Wie in meinem Link, denke ich, dass auch Elus Zahlen nur bestimmte Richtwerte sind. Es ist das, was durchschnittlich so angesehen wird. Dazwischen gibt es immer mal Ausreißer. Gerade da diese Frage immer wieder aufkommt, finde ich es recht gut, dass es mittlerweile Listen gibt, an denen man sich zumindest ein bisschen orientieren kann. Wenn man jetzt ein Kinderbuch mit 100k schreibt, was man wahrscheinlich selbst schon, dass es zu lang ist ;) Aber bei anderen Genres sind die Abstriche immer bisschen feiner und natürlich gibt es da oft auch in verschiedenen Verlagen nochmal verschiedene Abstufungen, aber als Orientierung finde ich solche Listen mit Zahlen für die verschiedenen Genres und Altersgruppen schon sehr gut.
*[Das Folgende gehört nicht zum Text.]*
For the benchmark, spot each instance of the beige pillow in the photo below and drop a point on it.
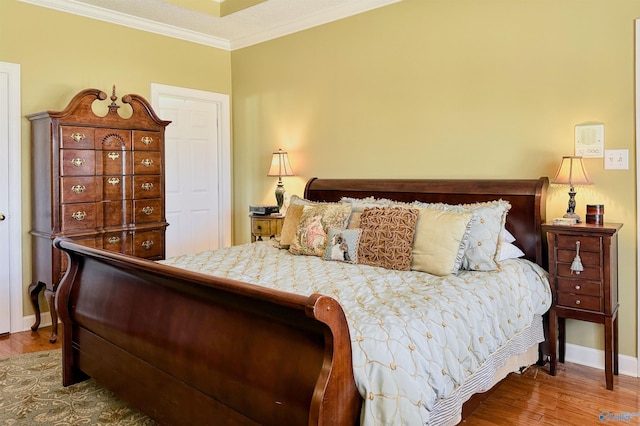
(387, 237)
(440, 241)
(290, 224)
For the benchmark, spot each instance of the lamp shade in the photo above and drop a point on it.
(280, 165)
(572, 172)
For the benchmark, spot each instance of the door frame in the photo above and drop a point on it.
(637, 120)
(16, 288)
(224, 148)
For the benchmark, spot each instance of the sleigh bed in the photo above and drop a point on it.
(200, 343)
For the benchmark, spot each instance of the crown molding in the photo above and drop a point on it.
(113, 17)
(118, 18)
(321, 18)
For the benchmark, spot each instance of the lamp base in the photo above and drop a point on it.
(572, 215)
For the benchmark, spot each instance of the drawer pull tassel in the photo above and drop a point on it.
(576, 265)
(79, 215)
(78, 162)
(78, 189)
(77, 136)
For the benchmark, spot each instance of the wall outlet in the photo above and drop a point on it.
(616, 159)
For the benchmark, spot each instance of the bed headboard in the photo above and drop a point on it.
(527, 198)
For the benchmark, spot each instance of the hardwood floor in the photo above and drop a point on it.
(29, 341)
(575, 396)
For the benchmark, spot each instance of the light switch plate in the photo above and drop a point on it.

@Rajou Bin auch über die 250 WÖRTER gestutzt, aber ich denke aus dem Zusammenhang heraus, dass Alana Seiten meinte :)

Alana

Ich meinte natürlich 250 Seiten. Sorry. ;D Es ist spät ich stecke mit dem Kopf noch in den Wolken vom Musical.  :vibes:
Alhambrana

Klecks

Ich würde die Anzahl der Seiten/Wörter bei der Definition, ob wir von Kurzgeschichte, Novelle oder Roman sprechen, auch nicht mehr so eng sehen. Früher war das anders, früher war für mich alles unter 200 Seiten kein Roman, aber mit mehr Lese- und Schreiberfahrung hat sich das verändert. Dass ich trotzdem nur Romane über 200 Seiten lese, ist mein persönlicher Geschmack, aber das heißt nicht, dass ich alles darunter nicht als Roman akzeptieren würde. Wir haben das im Deutschunterricht mehr als einmal gehabt und von Seitenzahlen war nie die Rede. Es ging immer, wie hier auch schon gesagt wurde, darum, wie der Text aufgebaut ist, aber von Zahlen haben wir nie gesprochen.  :D

Ich schätze, für Verlage werden die Bezeichnungen wichtig, wenn es ans Verkaufen geht, denn irgendwie muss man einen Text labeln, um dem Leser sagen zu können, was genau er da eigentlich kaufen soll. Auch für einen selbst kann so ein Label hilfreich sein, wenn man als Autorin gerne weiß, was man da gerade eigentlich schreibt. Außerdem müssen Verlage auf die Konventionen achten, die Eluin gepostet hat. Der Leser erwartet bei Kinderromanen etwas anderes als bei Erstlesebüchern, bei Jugendromanen etwas anderes als bei Erwachsenenromanen, wobei hier neben den Zahlen auch wieder unzählige andere Dinge wie Genre, Buchmarkt und gegenwärtige Trends und Hypes eine Rolle spielen. Ich glaube nicht, dass Verlage pauschal ein richtig, richtiges gutes Buch ablehnen würden, weil es nicht den konventionellen Zahlen entspricht. Aber ich glaube, auch das hängt wieder von vielen Faktoren ab, wie jede Entscheidung eines Verlags für oder wider eine Veröffentlichung. Solche Bezeichnungen und Zahlen sind für mich deshalb ein Richtwert, mit dem ich mich durchaus auseinander setze und den ich auch im Blick behalte, wenn ich schreibe, einfach, um die Chancen zu maximieren, dass mein Buch von einem Verlag veröffentlicht wird. Aber so beeinflussen lassen, dass das Buch ein ganz anderes wird, möchte ich mich von einfachen Zahlen nicht.  :jau:

HauntingWitch

Ich stimme Fynja vollkommen zu. Meine Romane haben durchschnittlich so zwischen 170 - 230 (der längste) Seiten. Lange Zeit dachte ich auch, das ist zu wenig, aber wenn ich doch alles unterbringen kann, was ich möchte. Warum sollte ich sie künstlich stopfen, wenn die Geschichte für mich in 170 Seiten erzählt ist? Es ist auch ein bisschen vom Genre abhängig, was die Leser als Roman betrachten und was eher nicht. Ein High Fantasy-Fan erwartet seine 500+ Seiten, ein Urban Fantasy-Leser gibt sich auch mit weniger zufrieden. Bei Horror sind meistens Kurzgeschichten am besten, weil zu viel Spannung verloren geht, wenn es zu lange dauert bis zum Höhepunkt. Aber wie auch sonst im Leben ist nichts in Stein gemeisselt.  ;)

Amberle

Ich denke auch, dass die Definition hier nicht das Problem ist. Wenn es sich wie ein Roman liest und du der Meinung bist, dass es ein Roman ist, dann ist es einer. Aber wie sieht es mit der Vermarktbarkeit innerhalb der Fantasy aus? Mir persönlich waren 200 Seiten zu wenig, aber ich weiß, dass sich mein Vater seit Jahren darüber beschwert, dass die Autoren einfach nicht mehr wissen, wie man kürze Bücher schreibt. Also vielleicht sind deine Romane ja von genau der richtigen Länge  für eine neue Welle der Endlosbuch-Geplagten.